Ride-hailing giants receiving very mixed reviews in San Francisco
(Note: This article originally appeared on SFGATE, a website sister-site of the San Francisco Chronicle.)
Ride-hailing companies once promised that their services would reduce the number of cars clogging city streets. In fact, the opposite is true in dense parts of cities.
Everyone knows that ride-hailing apps have proved popular with many customers, being generally easier and significantly cheaper than taxi cabs.
But are the benefits worth the long-term disruption created by Uber, Lyft and other transportation network companies in San Francisco? Here’s what recent studies tell us.
Traffic is a mess
Uber and Lyft accounted for two-thirds of a 62 percent increase in congestion in San Francisco over six years, according to a study published last week. Without ride-hailing services operating, traffic models estimate that hours of delay would have increased by 22 percent. (Joe Castiglione, deputy director for technology, data and analysis at the San Francisco County Transportation Authority co-authored the report covering 2010-2016 with researchers from the University of Kentucky.)
Uber and Lyft discounted the data Transportation Authority officials released, saying that it didn’t account for the growth in tourism, freight or delivery services that increased with the economic recovery.
Congestion is much worse in high-density city business centers, such as the Financial District, than in residential areas. A June 2017 study found that on a typical weekday in San Francisco, ride-hailing drivers make more than 170,000 vehicle trips and that the trips are concentrated in the densest parts of the city.
Both Uber and Lyft say they support congestion pricing, such as the plan New York legislators approved for Manhattan that would charge drivers entering the borough about $12 to sit in traffic. But if congestion pricing discourages people from driving into the city in their own cars, ride-hailing services could see a surge of new customers.
During periods of high demand for rides with a limited supply of cars, Uber and Lyft raise their prices dramatically — doubling or tripling them, for example, on New Year’s Eve. A 2016 Uber and University of Chicago, Booth School of Business, study that tried to make the case that surge pricing was beneficial to customers noted that surge pricing coincided with a doubling of drivers on the road.
Drivers are overworked and underpaid
Uber and Lyft charge drivers a commission of 20 or 21 percent, but if you add the booking fee and “safe rides fee,” Uber’s actual cut can be much higher, especially for low-fare rides, notes Riderster. Uber says its drivers can make
$25 an hour, which is not bad for a part-time gig. However, when you figure in the cost of gas, maintenance, depreciation, traffic fines, and car payments or leases, it works out to be much less, drivers say, and often not enough to make a living wage in San Francisco.

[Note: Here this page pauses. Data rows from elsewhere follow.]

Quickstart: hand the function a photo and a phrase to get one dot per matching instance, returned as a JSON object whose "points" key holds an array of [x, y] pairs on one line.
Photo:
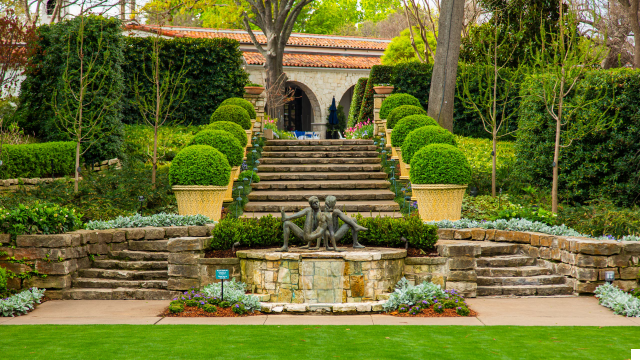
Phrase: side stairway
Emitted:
{"points": [[291, 171], [506, 270], [137, 273]]}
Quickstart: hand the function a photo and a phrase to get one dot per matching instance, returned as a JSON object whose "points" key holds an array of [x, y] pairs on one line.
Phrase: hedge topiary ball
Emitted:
{"points": [[421, 137], [440, 164], [401, 112], [245, 104], [407, 125], [395, 100], [200, 165], [222, 141], [236, 130], [234, 113]]}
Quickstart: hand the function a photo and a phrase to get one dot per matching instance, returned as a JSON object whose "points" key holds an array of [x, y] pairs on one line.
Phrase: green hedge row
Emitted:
{"points": [[38, 160], [267, 231]]}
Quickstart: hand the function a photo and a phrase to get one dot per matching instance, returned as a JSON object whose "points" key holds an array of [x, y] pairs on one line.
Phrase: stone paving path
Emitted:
{"points": [[559, 311]]}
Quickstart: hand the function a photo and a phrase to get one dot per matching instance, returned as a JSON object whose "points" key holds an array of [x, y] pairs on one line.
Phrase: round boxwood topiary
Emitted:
{"points": [[401, 112], [234, 113], [200, 165], [222, 141], [236, 130], [407, 125], [243, 103], [423, 136], [440, 164], [395, 100]]}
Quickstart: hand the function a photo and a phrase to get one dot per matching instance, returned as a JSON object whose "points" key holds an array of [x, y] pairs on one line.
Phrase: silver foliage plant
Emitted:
{"points": [[407, 294], [234, 292], [138, 220], [621, 302], [520, 225], [21, 302]]}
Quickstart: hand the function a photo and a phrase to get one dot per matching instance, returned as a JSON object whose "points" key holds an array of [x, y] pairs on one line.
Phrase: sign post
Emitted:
{"points": [[222, 275]]}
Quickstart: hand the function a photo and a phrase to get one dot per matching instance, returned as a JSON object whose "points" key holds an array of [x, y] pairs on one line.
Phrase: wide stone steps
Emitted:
{"points": [[320, 185], [304, 195], [320, 161]]}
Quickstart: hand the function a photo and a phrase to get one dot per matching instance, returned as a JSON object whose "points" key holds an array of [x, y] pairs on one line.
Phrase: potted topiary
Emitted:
{"points": [[229, 146], [236, 114], [383, 88], [439, 177], [400, 132], [253, 89], [199, 176]]}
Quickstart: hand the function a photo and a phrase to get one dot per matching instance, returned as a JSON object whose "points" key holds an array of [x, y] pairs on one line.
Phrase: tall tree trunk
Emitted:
{"points": [[445, 67]]}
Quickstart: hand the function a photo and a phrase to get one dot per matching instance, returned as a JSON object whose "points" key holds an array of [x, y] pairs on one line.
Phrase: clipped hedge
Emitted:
{"points": [[233, 113], [38, 160], [245, 104], [401, 112], [407, 125], [236, 130], [395, 100], [222, 141], [440, 164], [267, 231], [200, 165], [421, 137], [213, 72]]}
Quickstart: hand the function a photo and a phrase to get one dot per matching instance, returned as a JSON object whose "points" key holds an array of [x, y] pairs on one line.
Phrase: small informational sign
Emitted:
{"points": [[222, 274]]}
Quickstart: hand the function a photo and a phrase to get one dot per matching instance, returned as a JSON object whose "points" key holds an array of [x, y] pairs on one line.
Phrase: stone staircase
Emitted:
{"points": [[506, 270], [291, 171], [137, 273]]}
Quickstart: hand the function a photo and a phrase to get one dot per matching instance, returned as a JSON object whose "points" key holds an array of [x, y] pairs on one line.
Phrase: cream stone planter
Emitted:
{"points": [[200, 200], [439, 202]]}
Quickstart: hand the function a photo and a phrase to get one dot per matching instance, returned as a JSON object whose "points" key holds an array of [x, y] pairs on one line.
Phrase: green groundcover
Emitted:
{"points": [[315, 342]]}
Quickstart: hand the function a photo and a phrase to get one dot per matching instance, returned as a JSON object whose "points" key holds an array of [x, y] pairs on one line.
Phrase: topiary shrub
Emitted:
{"points": [[407, 125], [401, 112], [222, 141], [234, 113], [440, 164], [200, 165], [423, 136], [245, 104], [236, 130], [396, 100]]}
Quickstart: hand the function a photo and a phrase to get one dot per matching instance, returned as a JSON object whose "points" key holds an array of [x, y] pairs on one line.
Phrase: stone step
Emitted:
{"points": [[319, 148], [304, 195], [124, 274], [513, 271], [490, 248], [320, 185], [139, 255], [114, 283], [149, 245], [289, 176], [349, 206], [324, 168], [524, 290], [320, 154], [130, 265], [120, 294], [521, 280], [505, 261], [320, 160]]}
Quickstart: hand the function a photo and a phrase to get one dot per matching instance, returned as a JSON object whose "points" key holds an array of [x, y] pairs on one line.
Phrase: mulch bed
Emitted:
{"points": [[194, 311], [430, 313]]}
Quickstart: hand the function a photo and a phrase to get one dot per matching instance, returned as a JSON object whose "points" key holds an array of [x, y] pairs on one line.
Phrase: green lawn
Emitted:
{"points": [[315, 342]]}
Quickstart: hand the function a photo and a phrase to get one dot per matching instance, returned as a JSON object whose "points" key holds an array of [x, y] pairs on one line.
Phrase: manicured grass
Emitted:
{"points": [[315, 342]]}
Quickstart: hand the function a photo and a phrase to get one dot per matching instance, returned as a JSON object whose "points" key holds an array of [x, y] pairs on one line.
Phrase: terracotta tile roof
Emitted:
{"points": [[318, 60], [296, 39]]}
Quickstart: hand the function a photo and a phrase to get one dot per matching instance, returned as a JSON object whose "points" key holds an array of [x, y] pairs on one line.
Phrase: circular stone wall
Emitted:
{"points": [[300, 276]]}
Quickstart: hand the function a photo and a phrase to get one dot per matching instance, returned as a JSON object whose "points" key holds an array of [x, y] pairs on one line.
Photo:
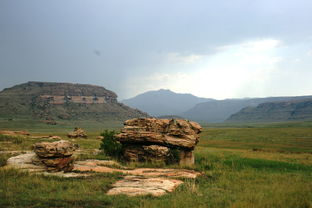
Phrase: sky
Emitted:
{"points": [[209, 48]]}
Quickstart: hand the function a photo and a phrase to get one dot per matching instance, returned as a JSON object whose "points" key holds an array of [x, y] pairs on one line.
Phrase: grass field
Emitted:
{"points": [[244, 165]]}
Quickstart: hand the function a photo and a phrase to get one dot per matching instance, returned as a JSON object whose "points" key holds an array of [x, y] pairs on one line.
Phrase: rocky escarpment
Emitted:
{"points": [[275, 111], [65, 101], [167, 140]]}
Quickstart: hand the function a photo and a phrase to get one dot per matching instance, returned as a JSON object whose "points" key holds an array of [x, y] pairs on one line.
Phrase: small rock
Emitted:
{"points": [[56, 156], [137, 186], [61, 148], [77, 133]]}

Of the 50,000 Uber drivers in San Francisco, many live outside the Bay Area in cities like Modesto and Sacramento. Some sleep inside their cars at night. One driver told the Guardian he estimates he makes about $10 an hour.
Ride-hailing services are killing the taxi/limo business
Uber, Lyft and other for-hire services don’t have to pay for the taxi medallions that once could fetch hundreds of thousands of dollars in some cities. Their low prices undercut cab and limo services. The argument can be made that this is the price of progress, analogous to the automobile destroying the horse and buggy business in the first decade of the 1900s. Of course, the first automobiles were not subsidized by billions in venture capital cash.
Ditto for the rental car business
Uber and Lyft have captured 70.5 percent of the U.S. business traveler market, according to Forbes, leaving the car rental industry with 23 percent. Plus, people who used to rent cars on vacations are now more likely to rely on ride-hailing services to get around. Hertz stock is down about 33 percent from 2018 highs.
Fewer parking lots, garages, spaces in the city
While ride-hailing services add to congestion, they reduce the need for parking. University of Colorado researchers estimate that one out of four ride-hailing trips would have consumed a parking space. Whether you think this is a good thing depends on if you have a car and rely on city parking. Or if you have a business that relies on parking for walk-in customers.
Uber’s business plan clashes with that of its drivers
Uber’s revenue is dependent on how many trips it can facilitate, so it needs to scale its business to become profitable. But by recruiting more drivers, it saturates the most lucrative areas of cities and potentially reduces the amount of money each driver can make.